Bio Facts: Robin, Magpie
Southern Asia: Bangladesh, Bhutan, Brunei Darussalam, Cambodia, China, India, Indonesia, Lao People’s Democratic Republic, Malaysia, Myanmar, Nepal, Pakistan, Philippines, Singapore, Sri Lanka, Thailand, and Viet Nam
Open woodlands and cultivated areas often close to human habitations
Adult length: 7.5 in (19 cm); coloration & appearance: distinctive black and white birds with a long tail that is held upright; similar in shape to the smaller European robin, but with a longer-tail; males have black upperparts, heads and throats apart from a white shoulder patches; underparts and the sides of the long tail are white; females are grayish black above and grayish white; juveniles have scaly brown upperparts and head.
Approximately 15 years
In the wild, they eat insects and other invertebrates, occasionally geckos, leeches, centipedes and fish; in the Zoo, they are fed scientifically developed, commercially available low iron pelleted softbill and moist meat diet, assorted fruits and vegetables, greens, hard-boiled egg, and insects.
IUCN – Least Concern
Magpie robins are often active late at dusk. They sometimes bathe in rainwater collected on the leaves of a tree.
Magpie robins breed mainly from March to July in India and January to June in Southeast Asia. The display of the male involves puffing up the feathers, raising the bill, fanning the tail and strutting. They nest in tree hollows or niches in walls or buildings. The female is involved in most of the nest building that happens about a week before the eggs are laid. Four or five eggs are laid in intervals of 24 hours and these are oval and usually pale blue green with brownish speckles. The eggs are incubated by the female alone for 8 to 14 days. The nests are said to have a characteristic odor.

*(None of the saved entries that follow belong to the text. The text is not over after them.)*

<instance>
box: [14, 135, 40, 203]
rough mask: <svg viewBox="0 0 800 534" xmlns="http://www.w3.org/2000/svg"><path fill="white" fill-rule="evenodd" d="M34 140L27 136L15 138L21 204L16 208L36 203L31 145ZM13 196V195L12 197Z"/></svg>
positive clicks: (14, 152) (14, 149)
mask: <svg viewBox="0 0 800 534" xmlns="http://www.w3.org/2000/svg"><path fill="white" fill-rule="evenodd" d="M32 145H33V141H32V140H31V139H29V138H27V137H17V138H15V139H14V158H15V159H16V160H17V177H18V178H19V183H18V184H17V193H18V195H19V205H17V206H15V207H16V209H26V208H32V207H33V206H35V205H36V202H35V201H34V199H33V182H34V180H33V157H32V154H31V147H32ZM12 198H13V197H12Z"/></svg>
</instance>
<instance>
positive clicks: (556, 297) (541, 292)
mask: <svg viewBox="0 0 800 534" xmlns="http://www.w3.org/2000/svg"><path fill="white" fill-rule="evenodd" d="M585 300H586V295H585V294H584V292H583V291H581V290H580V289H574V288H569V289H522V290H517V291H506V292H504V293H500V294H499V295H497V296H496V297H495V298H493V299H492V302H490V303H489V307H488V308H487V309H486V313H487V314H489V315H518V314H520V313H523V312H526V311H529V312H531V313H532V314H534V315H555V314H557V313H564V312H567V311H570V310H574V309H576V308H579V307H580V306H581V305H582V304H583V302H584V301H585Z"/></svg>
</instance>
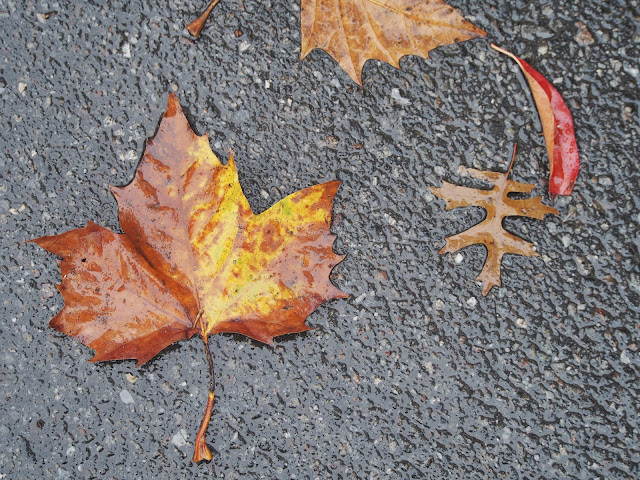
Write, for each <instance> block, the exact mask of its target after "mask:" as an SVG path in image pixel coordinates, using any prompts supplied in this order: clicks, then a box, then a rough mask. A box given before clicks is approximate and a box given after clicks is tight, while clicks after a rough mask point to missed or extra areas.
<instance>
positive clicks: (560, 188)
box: [491, 44, 580, 196]
mask: <svg viewBox="0 0 640 480" xmlns="http://www.w3.org/2000/svg"><path fill="white" fill-rule="evenodd" d="M491 48H493V49H494V50H496V51H498V52H500V53H504V54H505V55H508V56H509V57H511V58H513V59H514V60H515V61H516V63H517V64H518V65H519V66H520V68H521V69H522V71H523V73H524V75H525V77H526V79H527V82H528V83H529V88H530V89H531V93H532V94H533V98H534V100H535V102H536V107H537V108H538V114H539V115H540V122H541V123H542V131H543V132H544V138H545V142H546V144H547V153H548V154H549V170H550V176H549V193H550V194H551V195H552V196H556V195H571V191H572V190H573V185H574V183H575V181H576V177H577V176H578V172H579V170H580V156H579V155H578V146H577V145H576V137H575V133H574V128H573V118H572V117H571V112H570V111H569V108H567V105H566V104H565V103H564V100H563V99H562V96H561V95H560V93H559V92H558V90H556V89H555V87H554V86H553V85H551V83H550V82H549V81H548V80H547V79H546V78H544V77H543V76H542V74H540V72H538V71H537V70H535V69H534V68H533V67H532V66H531V65H529V64H528V63H527V62H525V61H524V60H522V59H521V58H519V57H516V56H515V55H514V54H513V53H511V52H508V51H507V50H504V49H502V48H500V47H497V46H496V45H494V44H491Z"/></svg>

Females spend more effort on feeding the young than males. Males are quite aggressive in the breeding season and will defend their territory and respond to the singing of intruders and even their reflections. Males spend more time on nest defense. Studies of the bird song show dialects with neighbors varying in their songs. The calls of many other species may be imitated as part of their song. This may indicate that birds disperse and are not philopatric. They appear to use elements of the calls of other birds in their own songs. Females may sing briefly in the presence of male. Apart from their song, they use a range of calls including territorial calls, emergence and roosting calls, threat calls, submissive calls, begging calls and distress calls. The typical mobbing calls are a harsh hissing krshhh.
The magpie robin (Copsychus saularis) was formerly classified as a member of the thrush family Turdidae, but is now considered an Old World flycatcher in the family Muscicapidae.
This species has few avian predators. Several pathogens and parasites have been reported. Avian malaria parasites have been isolated from the species while H4N3 and H5N1 infection has been noted in a few cases. Parasitic nematodes of the eye have been described.
Magpie robins were widely kept as cage birds for their singing abilities and for fighting in India in the past. They continue to be in the pet trade in parts of Southeast Asia.
The magpie robin is the National Bird of Bangladesh, where it is common and known as the Doyel or Doel (Bengali: দোয়েল). It is a widely used symbol in Bangladesh, appearing on currency notes, and a landmark in the city of Dhaka is named as the Doyel Chatwar (meaning: Doyel Square). In Sri Lanka this bird is called Polkichcha.
In Singapore and Hong Kong, they were common in the 1920s, but declined in the 1970s, presumably due to competition from introduced Common Mynas. Poaching for the pet bird trade and habitat changes have also affected their population numbers. They are locally protected by law.
This species has an extremely large range, and hence does not approach the thresholds for Vulnerable under the range size criterion. The population trend appears to be stable, and hence the species does not approach the thresholds for Vulnerable under the population trend criterion. The population size has not been quantified, but it is not believed to approach the thresholds for Vulnerable under the population size criterion. For these reasons the species is evaluated as Least Concern.
Jacksonville Zoo History:
The magpie robin has been part of the Jacksonville Zoo’s animal inventory since 2007.